Nain Tracassin

 

Imagen de Anna-Kafka. Tomada de devianart.com

La sueur de ces trois femmes qui m’ont mise dans une voiture de police, je l’ai encore collée à la peau et bien profond dans les fosses nasales. Grandes, corpulentes et implacables, elles m’ont trainée jusqu’à cette pièce sans fenêtre, où le ventilateur délabré ne dirigeait la fraîcheur que vers elles. L’une d’elles me regardait avec un rictus particulier. Peut-être mon visage lui rappelait-il quelqu’un qu’elle avait déjà vu : une adversaire à l’école, une mère despotique, une amante perdue. Je ne sais pas. Ce dont je me souviens précisément, c’est que dans la soirée du 4 octobre son regard cherchait à me détruire. C’est elle qui fureta sous mes jupes avec délice, tandis que deux autres en uniforme m’agrippaient pendant la « fouille ». Plus que la recherche d’un objet caché, cette fouille avait pour objet de me laisser une sensation de viol, d’impuissance, de souillure.

Toutes les six heures mes gardiennes changeaient. Celles de la nuit étaient moins strictes, mais moi je m’enfermais dans mon mutisme et ne répondais jamais à leurs questions. Je m’évadais au-dedans de moi. Je me disais : « elles m’ont tout enlevé, même la barrette dans mes cheveux mais, chercheuses ridicules, elles n’ont pas pu m’arracher mon monde intérieur ». C’est ainsi que pendant les longues heures d’une arrestation illégale, j’ai décidé de me réfugier dans la seule chose dont je disposais : mes souvenirs. La pièce voulait paraître propre et rangée, mais il y avait dans chaque objet une dose de saleté et de dégradation. Le sol en dalles de granite clair était couvert d’une bonne couche de crasse accumulée. Je suis restée à regarder les figures que dessinaient avec les taches de saleté, les petites pierres encastrées dans chaque carreau. Au bout d’un moment des visages ressortaient de cette constellation.

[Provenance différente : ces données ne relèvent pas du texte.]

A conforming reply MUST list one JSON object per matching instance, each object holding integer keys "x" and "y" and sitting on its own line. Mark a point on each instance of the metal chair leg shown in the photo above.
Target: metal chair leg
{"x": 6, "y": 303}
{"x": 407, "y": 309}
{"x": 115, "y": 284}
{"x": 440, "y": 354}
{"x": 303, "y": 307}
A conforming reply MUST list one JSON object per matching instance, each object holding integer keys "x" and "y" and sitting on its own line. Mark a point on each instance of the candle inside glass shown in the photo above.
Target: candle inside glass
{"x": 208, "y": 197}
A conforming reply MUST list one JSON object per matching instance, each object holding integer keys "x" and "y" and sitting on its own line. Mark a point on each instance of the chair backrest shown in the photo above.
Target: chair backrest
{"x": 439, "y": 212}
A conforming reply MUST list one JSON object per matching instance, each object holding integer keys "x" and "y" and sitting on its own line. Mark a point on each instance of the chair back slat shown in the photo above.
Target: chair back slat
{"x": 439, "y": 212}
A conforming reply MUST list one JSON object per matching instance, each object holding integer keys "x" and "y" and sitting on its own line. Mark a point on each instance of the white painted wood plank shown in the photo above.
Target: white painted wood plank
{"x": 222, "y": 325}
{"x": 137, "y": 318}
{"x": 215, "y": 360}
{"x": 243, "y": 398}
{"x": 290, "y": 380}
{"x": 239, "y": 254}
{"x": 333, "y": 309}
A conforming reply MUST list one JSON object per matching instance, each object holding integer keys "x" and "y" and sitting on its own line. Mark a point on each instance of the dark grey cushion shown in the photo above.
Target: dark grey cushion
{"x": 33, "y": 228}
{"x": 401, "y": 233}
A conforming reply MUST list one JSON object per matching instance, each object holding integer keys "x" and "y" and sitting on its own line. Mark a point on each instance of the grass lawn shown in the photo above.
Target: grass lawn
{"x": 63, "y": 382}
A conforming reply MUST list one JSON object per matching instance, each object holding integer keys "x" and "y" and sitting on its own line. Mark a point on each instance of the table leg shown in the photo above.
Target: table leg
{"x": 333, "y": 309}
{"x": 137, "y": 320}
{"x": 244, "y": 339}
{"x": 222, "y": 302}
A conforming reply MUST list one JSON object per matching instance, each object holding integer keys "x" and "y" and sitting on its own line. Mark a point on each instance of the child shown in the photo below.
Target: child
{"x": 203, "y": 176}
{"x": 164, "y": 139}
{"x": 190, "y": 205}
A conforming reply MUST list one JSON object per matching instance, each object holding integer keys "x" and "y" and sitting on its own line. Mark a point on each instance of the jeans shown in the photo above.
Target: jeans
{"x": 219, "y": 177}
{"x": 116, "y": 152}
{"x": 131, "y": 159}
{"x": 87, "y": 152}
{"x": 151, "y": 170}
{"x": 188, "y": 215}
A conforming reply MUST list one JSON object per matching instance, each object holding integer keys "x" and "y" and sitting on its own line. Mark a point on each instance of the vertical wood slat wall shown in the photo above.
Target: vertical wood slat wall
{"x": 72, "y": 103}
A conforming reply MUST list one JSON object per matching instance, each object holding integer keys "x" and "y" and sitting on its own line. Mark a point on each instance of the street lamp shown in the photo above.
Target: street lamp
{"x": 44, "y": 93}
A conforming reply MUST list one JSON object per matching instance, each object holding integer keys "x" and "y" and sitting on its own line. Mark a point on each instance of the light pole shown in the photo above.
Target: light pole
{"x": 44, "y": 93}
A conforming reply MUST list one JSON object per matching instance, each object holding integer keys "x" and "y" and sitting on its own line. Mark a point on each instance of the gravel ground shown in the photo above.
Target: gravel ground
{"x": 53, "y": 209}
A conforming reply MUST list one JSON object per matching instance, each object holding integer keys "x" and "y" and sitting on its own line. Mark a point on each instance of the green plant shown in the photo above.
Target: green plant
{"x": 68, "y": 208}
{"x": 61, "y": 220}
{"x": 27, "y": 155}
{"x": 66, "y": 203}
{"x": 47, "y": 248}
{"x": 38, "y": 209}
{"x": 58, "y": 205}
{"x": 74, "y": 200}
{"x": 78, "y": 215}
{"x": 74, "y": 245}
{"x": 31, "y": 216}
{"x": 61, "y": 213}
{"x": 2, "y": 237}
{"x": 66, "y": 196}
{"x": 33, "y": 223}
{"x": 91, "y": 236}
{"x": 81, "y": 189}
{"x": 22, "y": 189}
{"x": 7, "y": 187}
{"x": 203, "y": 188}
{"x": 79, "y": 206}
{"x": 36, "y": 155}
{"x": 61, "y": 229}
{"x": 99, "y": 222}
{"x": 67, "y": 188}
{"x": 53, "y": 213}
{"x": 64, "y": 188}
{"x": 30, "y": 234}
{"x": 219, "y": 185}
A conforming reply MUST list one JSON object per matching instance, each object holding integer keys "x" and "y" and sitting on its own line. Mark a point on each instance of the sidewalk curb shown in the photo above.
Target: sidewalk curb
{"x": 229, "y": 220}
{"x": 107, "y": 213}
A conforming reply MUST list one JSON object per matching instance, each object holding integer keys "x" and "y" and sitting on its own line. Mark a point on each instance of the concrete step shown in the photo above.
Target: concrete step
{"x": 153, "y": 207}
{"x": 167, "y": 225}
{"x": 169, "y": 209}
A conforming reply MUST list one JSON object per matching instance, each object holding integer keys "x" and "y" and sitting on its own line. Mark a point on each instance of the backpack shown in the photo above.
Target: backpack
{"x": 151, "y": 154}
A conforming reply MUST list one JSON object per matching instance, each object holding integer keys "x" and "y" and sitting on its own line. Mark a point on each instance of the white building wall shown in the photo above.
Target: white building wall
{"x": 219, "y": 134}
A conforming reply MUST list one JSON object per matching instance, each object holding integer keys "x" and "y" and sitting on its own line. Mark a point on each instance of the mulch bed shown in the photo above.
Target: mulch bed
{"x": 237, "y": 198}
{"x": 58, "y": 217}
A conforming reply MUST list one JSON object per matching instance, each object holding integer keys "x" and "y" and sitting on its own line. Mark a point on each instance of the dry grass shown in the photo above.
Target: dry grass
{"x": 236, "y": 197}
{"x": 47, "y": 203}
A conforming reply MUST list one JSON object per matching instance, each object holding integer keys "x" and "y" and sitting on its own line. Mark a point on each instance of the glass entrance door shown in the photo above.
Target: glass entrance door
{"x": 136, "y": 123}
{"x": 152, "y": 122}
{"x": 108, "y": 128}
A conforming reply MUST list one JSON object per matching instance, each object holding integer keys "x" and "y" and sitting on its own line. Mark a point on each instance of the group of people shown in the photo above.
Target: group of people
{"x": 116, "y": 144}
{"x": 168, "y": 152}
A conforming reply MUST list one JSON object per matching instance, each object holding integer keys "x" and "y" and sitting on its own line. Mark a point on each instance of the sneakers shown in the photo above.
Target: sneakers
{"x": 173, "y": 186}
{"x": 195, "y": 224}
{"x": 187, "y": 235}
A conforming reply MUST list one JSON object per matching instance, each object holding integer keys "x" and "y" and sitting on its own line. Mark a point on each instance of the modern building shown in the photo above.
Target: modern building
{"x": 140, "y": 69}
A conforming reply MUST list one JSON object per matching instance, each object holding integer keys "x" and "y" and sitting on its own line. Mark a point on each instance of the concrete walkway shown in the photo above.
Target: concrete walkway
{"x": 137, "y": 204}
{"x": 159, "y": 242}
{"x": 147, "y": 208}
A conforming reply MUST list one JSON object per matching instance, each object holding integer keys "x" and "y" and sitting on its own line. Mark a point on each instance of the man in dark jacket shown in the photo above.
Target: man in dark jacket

Les personnages affleuraient du sol grossier de mon cachot du poste de police de Bayamo.

Là surgissait la silhouette dégingandée de Don Quichotte, à ce coin de rue je réussissais à voir le mince profil du « Bobo » d’Eduardo Abela. Des yeux obliques formés par le mortier et le gravillon ressemblaient étrangement à ceux des personnages du film Avatar. Moi je riais et mes gardiens permanents commençaient à croire que mon refus de boire et de manger m’avait littéralement refroidi le cerveau. Dans le granite irrégulier j’entrevis le Bossu de Notre Dame et la svelte silhouette de Gandalf avec son bâton et tout le reste. Mais par-dessus toutes ces formes qui jaillissaient du grossier pavage il en était une, plus forte, qui semblait sautiller et se moquer de moi sous mon nez. Peut-être était-ce l’effet de la soif ou de la faim, je n’en sais rien. Un nain à la longue barbe et au regard cynique se moquait malicieusement de moi.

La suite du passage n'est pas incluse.